TFF OFF 2012 / Recensione

Abigail Harm

Abigail Harm

Sezione TFF2012: Onde

Categoria TFFOFF: Fuori

A lungo mi sono chiesto se questo film non dovesse cadere sotto la categoria “50 sfumature di sfiga”, ma l’andamento surreale, nelle intenzioni di Lee isaac Chung, pacchiano, secondo chi scrive, lo colloca di diritto in questa sezione.

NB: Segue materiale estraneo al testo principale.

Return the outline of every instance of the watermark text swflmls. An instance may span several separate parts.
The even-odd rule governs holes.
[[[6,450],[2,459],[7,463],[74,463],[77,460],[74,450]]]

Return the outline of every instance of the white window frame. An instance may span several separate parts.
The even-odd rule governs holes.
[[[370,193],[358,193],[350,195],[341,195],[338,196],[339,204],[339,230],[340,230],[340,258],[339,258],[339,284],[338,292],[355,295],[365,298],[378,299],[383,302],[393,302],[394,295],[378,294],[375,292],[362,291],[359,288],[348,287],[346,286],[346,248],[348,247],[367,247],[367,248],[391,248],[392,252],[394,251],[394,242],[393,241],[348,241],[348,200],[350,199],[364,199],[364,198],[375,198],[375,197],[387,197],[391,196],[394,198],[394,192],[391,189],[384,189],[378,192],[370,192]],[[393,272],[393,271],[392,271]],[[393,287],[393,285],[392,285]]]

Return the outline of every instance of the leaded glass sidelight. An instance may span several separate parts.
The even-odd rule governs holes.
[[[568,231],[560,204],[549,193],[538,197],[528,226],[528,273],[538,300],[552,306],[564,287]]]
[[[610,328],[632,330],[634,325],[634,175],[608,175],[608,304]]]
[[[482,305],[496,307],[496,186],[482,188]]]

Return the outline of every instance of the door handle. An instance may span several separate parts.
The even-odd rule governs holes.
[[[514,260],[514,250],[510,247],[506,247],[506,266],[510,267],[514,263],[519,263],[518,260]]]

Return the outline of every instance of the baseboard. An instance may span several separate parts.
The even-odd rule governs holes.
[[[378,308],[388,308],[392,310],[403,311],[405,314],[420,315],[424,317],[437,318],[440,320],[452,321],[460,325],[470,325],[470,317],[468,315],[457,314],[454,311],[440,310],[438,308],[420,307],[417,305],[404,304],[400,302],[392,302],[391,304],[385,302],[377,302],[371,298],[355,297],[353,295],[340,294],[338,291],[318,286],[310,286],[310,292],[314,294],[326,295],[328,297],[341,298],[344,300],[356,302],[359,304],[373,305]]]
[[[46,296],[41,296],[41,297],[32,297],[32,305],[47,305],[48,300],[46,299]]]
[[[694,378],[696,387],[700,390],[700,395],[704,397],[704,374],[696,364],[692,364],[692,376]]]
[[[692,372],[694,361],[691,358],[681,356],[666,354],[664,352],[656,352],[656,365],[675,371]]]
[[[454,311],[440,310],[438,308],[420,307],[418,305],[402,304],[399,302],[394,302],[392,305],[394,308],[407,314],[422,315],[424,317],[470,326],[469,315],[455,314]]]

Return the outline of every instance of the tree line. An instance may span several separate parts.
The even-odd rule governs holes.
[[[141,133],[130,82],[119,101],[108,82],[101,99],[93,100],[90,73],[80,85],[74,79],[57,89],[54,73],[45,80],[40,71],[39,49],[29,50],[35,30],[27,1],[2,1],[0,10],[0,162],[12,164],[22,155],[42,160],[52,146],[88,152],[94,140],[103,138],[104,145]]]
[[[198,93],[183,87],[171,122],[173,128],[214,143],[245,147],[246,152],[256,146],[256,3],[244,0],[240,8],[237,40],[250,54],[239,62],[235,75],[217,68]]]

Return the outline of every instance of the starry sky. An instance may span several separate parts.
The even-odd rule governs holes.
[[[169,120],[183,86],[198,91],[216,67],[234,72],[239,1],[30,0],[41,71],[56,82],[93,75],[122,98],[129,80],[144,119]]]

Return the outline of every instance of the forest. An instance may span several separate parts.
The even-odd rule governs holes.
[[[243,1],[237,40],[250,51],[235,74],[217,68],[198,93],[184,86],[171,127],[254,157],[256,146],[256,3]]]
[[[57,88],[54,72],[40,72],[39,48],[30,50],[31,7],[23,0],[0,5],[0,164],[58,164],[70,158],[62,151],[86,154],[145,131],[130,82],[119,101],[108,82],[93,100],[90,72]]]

Abigail Harm è il tipico film dove una trama assurda dovrebbe simboleggiare quelle cose postmoderne che vanno tanto nei festival, tipo la solitudine, l’incomunicabilità umana e l’impossibilità intrinseche delle relazioni sentimentali. Ovviamente ottima interpretazione della protagonista femminile e splendido commento musicale (da cliché Film Festival), ma non bastano per reggere la pretenziosità e la banalità della pellicola. Non del tutto sfruttati i pochi punti di valore della trama, che ha il pregio di farti pensare a tutte le relazioni sbagliate della tua vita per 80 minuti e pensare “beh, poteva andarmi peggio”, ma ha anche il difetto di convincerti che non hai mai amato nessuno, ma solo sfruttato il prossimo per sentirti meno solo. Bravo Lee Isaac Chung! Per questo, per sentirsi così la gente spende i soldi e va al cinema…

Abigail Harm è una lettrice per ciechi, con un passato da alcolista depressa (passato?!) ma molto tenera che un giorno si trova a dar ospitalità, suo malgrado, a un uomo ferito e inseguito dopo un furto di una manciata di dollari, dai proprietari dei dollari in questione a quanto pare. Abigail finalmente può sentirsi utile e compiacersi di questo e tra ipocrisia e reale interesse per il prossimo lo accudisce finché il buon uomo insanguinato gli svela il suo mistero: nel suo vagare per la periferia in cerca di lordume e sporco ha trovato una casa abbandonata, con tanto di vasca nelle cui acque sporche ama immergersi. All’inizio è il solo a condividere le gioie delle acque non proprio chiare come quelle di cui cantava Petrarca, poi altri decidono di imitarlo. Finché un giorno qualcuno gli ruba i vestiti ed è costretto a scappare e rubacchiare per fuggire. Il tutto intervallato da qualche frase casuale sull’amore e sull’avere una relazione intima. Cose che si dicono quando si parla di sporco delle unghie per ore…
Abigail ha l’intuizione: se è riuscita a essere utile una volta grazie alle vestaglie rubate nella vasca dei zozzoni, può esserlo di nuovo! Smette di lavorare e va in cerca di questa vasca, dell’amore e di se stessa. E finalmente il film può decollare, perché fino a qua era tutto un simpatico prologo. Un giovane asiatico si sta godendo la sua sana mezzora di svago nella melma, quando Abigail gli ruba la vestaglia, torna a casa per nasconderla, si reca di nuovo nella vasca dei zozzoni e inizia la sua relazione con il giovane giapponese. Una sorta di addomesticazione del selvaggio che mi ha irritato per come sembra sottendere che se una donna è sola e senza figli la sua unica possibilità sia avere una relazione con un ragazzo giovane, e che tra avere un cane e avere un fidanzato asiatico non ci sia molta differenza. Penso che gli antenatici asiatici di Chung siano davvero fieri di lui. Io mi limito a fargli i complimenti per aver girato l’unico film che ti fa rimpiangere le scene cervellotiche quando questi due disadattati iniziano a fare sesso. E io che avevo passato interminabili minuti a chiedermi: “ma perché invece di aprire e chiudere le finestre non fanno sesso?”.
Cervellotico senza motivo e inutile. Unica nota positiva, oltre al già citato commento sonoro, è la protagonista: poteva essere meglio descritta, ma tutto sommato questo strano misto tra reale gentilezza e ipocrisia, tra bisogno di non essere soli e dipendenza dalle relazioni, in qualche modo affascina. I primi dieci minuti.